Search code examples
pythonnumpyperformancefor-loopmatrix

How to speed up to assign values into a 3D matrix in python3?


I would like to make a much faster python3 program. Please give me some nice ideas.

Background

I am using python3 for visualizing a 3D dataset calculated from a Fortran90 program.

When I write the calculated 3D matrix out into a text file, I have to use the shape of 2D matrix in the program.

Its output structure is below:

      Value,  x, y, z

e.g.

   123443.0,  1, 1, 1
   123343.0,  1, 1, 2
   134554.0,  1, 1, 3

A value is an element of a 3D matrix. x, y, and z mean the positions of each element of a 3D matrix.

To read this file, I use this python3 code below.

input_path="/user_path/3D_CUBE_data.txt"

#READ DATASET
read_1=np.loadtxt(input_path)
read_2 = pd.DataFrame(read_1, columns=["data","x","y","z"])

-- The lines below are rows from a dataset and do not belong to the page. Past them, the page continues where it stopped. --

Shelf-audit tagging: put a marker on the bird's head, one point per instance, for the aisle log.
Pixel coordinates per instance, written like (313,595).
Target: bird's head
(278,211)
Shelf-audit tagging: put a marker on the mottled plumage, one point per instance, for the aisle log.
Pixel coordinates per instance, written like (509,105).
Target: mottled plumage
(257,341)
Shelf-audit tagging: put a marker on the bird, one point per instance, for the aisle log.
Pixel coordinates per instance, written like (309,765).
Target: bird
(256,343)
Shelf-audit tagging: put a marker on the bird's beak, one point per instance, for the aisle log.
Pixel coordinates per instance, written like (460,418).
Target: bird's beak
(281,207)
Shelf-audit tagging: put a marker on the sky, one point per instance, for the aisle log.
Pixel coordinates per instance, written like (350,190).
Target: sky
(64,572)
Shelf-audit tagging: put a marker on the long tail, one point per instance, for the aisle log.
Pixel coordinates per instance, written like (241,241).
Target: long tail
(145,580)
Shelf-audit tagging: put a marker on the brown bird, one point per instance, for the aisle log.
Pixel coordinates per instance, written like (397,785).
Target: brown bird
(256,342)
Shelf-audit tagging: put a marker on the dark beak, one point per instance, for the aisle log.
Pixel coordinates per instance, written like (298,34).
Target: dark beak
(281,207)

print("input_shape=", read_2.shape)

#CREATE A 3D MATRIX
#(dis, tra, rows)
dis = 41
tra = 18
rows = 4096

data_1 = np.zeros( shape = (dis, tra, rows) )


x_l = list(range(1,dis+1))
y_l = list(range(1,tra+1))
z_l = list(range(1,rows+1))

#ASSIGN VALUES IN THE 3D MATRIX
for y in y_l :
   for x in x_l :
       line_1 = read_2[(read_2["x"]==int(x)) & (read_2["y"]==int(y))]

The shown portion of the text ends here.